Moose's Tooth Pub and Pizzeria (3300 Old Seward Hwy; 907-258-ALES) is best described as a neighborhood pizza palace...except that the neighborhood seems to include all of Greater Anchorage. It has the biggest selection of pizzas I've seen--more than 40, not including specials. And if you're here for the beer, there's little chance you'll come away disappointed. The 16 selections run the gamut from English-style session ales to a robust barleywine. Like the brewpubs downtown, Moose's Tooth offers a cask-conditioned ale.

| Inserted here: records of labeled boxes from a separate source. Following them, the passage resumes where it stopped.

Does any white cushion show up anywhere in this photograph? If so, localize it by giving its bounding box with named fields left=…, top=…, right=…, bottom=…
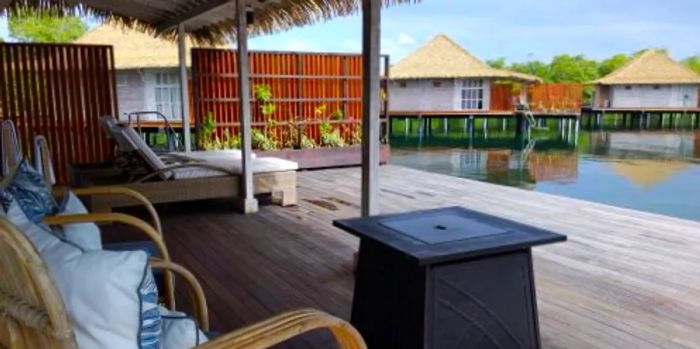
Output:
left=172, top=158, right=299, bottom=179
left=7, top=200, right=161, bottom=349
left=58, top=192, right=102, bottom=251
left=159, top=306, right=208, bottom=349
left=168, top=149, right=256, bottom=161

According to a local cliche, Anchorage is only a half-hour's drive from Alaska. So on a pleasant Sunday afternoon, I took a short trip up the Glenn Highway to see it...along with a couple North Slope brewpubs. Wasilla, an important stop on the Iditarod dogsled race, is the home of the Great Bear Brewing Company (238 North Boundary Street; 907-373-4PUB). Less than two years old, this friendly little place has established itself as a gathering spot for local families. Organic ales are the specialty of the house; the flagship beer, Great Bear Gold, is made entirely from certified organic ingredients. The beer list also features two unusual styles: a smoked beer; and a pumpkin ale, spices and all.

The next stop was Regal Eagle Brewing Company (11501 Old Glenn Highway, Eagle River; 907-696-1402), which is located inside a Disneyesque little Klondike village. Alaska's first pub-brewed pint was served here in June 1995. The pub and its brewing equipment share the facilities with the North Slope Restaurant, whose chef, interestingly, went on to become Regal Eagle's brewmaster. The pub's decor is best described as "the Last Frontier meets the Great Outdoors"; they're comfy surroundings for savoring a pint. The beer selection, by the way, includes a lager, a Scotch ale, an India pale ale, and a porter.

I also paid a call on the Borealis Brewery (349 East Ship Creek Avenue; 907-278-5480), looking for Ice Wine 2000, a doppel Maibock that I'd sampled--and fallen in love with--at the Great Alaska Beer and Barleywine Festival. In Anchorage, it's routine to stop in at your favorite brewery or pub and get your half-gallon growler refilled. Since air travel and growlers don't mix, I'd left mine at home. No worries, though; the brewmaster had some on tap, and poured me a fresh bottle. That night, I savored it while assembling my notes from the trip. They included this entry: "Borealis Ice Wine 2000: One of the 10 best beers I've ever tasted."